Lamotrigine and Clozapine, Cognitive Behavioral Therapy (CBT)

Treatment Summary: Patient was initially administered a number of medications over many year of treatment, with the most recent being lamotrigine in a combination therapy with sodium valproate in order to control her mixed affective state. The patient remained in this mixed state, with agitation and pressured speech as well as depressive cognitions, for the next several weeks and was subsequently administered clozapine to counteract this state. Once this medication was added, significant improvement in the mental state was evident over the next few weeks. The sodium valproate was gradually lessened to avoid side effects, and the patient was administered a steady dosage of lamotrigine 100 mg and clozapine 150 mg (serum level of clozapine Mg/l). A separate controlled study was done using 103 participants. Some patients were given 12 to 18 sessions of CBT in 6 months with 2 booster sessions in the second 6 months. Both the control group and experimental group all received minimal psychiatric care, including mood stabilizers along with regular psychiatric follow up, which was all the control group received according to the study. Results: Patient was finally discharged in a euthymic state from her in-patient treatment after 3 months. After 5 years of being discharged, she has not had an episode of depression, mania, or hypomania since the dosage listed above was initiated. Clozapine by itself may have been sufficient, but the prophylactic role of lamotrigine in BD as well as the remission of the episodes and the patient's preference to remain on both medications led to the combination therapy. Patient was able to live a life with a sense of well being, improved interpersonal relationships, and was able to work full-time in a professional capacity. The study on CBT revealed that it significantly reduced bipolar episodes and hospitalizations along with better medication compliance in the group receiving CBT. The control group reported 75% relapse rate in the control group and 44% relapse in the experimental group. The control group also had three times as many days of duration, 88, of bipolar episodes compared to the CBT experimental group of 27 days, and the hospitalization rate for the experimental group was half the amount of the control group.

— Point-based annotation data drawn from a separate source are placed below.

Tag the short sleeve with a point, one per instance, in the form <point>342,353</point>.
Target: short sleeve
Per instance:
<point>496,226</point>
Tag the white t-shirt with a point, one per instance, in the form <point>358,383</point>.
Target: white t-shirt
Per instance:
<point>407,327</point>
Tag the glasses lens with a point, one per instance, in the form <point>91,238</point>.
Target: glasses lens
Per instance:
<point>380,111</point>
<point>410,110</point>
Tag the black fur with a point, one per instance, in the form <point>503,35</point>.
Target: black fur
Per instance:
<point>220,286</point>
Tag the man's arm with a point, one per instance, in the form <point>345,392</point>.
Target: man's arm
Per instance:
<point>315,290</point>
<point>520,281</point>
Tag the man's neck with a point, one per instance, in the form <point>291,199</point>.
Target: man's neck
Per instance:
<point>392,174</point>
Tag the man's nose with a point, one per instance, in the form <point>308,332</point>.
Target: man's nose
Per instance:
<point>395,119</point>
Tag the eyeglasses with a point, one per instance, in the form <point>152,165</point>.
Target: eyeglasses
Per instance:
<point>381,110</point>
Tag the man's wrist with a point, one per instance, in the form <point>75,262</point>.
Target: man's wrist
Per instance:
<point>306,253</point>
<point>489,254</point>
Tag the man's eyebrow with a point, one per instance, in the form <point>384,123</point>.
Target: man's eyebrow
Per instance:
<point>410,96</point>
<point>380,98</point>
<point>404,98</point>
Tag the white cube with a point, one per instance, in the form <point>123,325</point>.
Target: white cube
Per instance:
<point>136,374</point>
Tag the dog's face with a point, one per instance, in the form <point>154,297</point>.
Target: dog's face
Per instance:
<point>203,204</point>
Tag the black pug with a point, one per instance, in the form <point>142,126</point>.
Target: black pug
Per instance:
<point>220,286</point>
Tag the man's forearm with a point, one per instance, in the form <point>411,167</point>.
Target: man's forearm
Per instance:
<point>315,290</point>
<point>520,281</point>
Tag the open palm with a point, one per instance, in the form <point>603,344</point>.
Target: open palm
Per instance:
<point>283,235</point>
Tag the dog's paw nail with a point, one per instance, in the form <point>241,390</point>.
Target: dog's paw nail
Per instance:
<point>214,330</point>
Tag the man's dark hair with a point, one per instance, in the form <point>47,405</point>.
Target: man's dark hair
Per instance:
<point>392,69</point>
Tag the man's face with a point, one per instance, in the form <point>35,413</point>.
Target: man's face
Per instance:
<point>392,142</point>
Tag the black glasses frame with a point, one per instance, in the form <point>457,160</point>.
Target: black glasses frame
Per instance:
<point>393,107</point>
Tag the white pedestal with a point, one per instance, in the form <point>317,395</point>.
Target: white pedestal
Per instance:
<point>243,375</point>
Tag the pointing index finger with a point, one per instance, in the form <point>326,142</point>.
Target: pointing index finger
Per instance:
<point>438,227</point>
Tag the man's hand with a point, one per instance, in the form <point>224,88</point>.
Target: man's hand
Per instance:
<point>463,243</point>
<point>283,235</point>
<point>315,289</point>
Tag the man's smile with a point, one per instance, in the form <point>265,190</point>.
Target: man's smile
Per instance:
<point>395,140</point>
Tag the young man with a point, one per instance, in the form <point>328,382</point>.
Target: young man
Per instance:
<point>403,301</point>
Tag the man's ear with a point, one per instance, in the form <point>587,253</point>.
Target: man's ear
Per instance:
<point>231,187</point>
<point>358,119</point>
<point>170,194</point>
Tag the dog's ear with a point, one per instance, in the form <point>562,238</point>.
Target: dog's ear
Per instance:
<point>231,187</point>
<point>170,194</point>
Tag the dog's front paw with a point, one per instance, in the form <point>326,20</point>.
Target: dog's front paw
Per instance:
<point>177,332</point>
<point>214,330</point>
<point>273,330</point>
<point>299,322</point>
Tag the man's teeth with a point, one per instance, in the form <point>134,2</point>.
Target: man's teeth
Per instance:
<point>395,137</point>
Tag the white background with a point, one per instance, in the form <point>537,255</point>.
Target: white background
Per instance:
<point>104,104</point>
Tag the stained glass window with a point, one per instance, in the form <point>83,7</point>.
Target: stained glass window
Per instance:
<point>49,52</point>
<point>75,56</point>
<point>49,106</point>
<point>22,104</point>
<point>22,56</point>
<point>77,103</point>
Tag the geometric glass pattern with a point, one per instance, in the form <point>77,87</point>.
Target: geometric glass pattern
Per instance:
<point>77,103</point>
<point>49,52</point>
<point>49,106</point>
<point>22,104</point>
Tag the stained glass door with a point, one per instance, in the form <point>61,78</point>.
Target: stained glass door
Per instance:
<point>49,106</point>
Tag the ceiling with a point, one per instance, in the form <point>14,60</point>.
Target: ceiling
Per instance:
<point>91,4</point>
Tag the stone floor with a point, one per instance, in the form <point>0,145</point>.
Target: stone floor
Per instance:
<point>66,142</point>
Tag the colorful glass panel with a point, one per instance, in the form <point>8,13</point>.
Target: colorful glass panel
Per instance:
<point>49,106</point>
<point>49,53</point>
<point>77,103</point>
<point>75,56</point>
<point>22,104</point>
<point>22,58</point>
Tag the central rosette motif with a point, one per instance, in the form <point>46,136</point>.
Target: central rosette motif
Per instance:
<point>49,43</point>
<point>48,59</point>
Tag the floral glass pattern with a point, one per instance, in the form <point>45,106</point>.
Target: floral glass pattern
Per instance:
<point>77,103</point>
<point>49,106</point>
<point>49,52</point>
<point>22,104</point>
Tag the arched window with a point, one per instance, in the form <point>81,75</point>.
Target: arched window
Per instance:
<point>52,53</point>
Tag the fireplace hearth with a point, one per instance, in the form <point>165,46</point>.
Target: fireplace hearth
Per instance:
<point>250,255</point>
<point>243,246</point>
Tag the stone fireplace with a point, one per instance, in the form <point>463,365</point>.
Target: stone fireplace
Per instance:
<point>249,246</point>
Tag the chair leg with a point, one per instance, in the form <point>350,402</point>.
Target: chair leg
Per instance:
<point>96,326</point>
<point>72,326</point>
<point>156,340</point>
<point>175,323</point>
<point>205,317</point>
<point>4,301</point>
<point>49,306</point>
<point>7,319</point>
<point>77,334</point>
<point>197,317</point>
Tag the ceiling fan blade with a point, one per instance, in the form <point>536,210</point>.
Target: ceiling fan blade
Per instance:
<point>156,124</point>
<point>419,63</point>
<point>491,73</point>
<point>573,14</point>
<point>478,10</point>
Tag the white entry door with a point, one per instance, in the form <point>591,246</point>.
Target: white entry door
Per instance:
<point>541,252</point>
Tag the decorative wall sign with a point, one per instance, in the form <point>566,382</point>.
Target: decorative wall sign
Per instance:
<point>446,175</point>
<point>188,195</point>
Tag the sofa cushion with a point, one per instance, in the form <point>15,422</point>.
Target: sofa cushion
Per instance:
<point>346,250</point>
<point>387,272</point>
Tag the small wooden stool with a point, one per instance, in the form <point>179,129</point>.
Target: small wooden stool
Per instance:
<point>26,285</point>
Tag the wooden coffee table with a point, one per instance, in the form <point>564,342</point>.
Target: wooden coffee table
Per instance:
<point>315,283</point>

  • Reference: Bastiampillai, T. J., Reid, C. E., & Dhillon, R. R. (2010). The long-term effectiveness of clozapine and lamotrigine in a patient with treatment-resistant rapid-cycling bipolar disorder. Journal of Psychopharmacology, 24(12), 1834-1836. doi:10.1177/0269881109358202 Buila, S. (2009). Evidence-Based Research on the Effectiveness of Psychosocial Interventions for Bipolar Disorder. Social Work in Mental Health, 7(6), 572. Steinkuller, A., & Rheineck, J. E. (2009). A Review of Evidence-Based Therapeutic Interventions for Bipolar Disorder. Journal of Mental Health Counseling, 31(4), 338.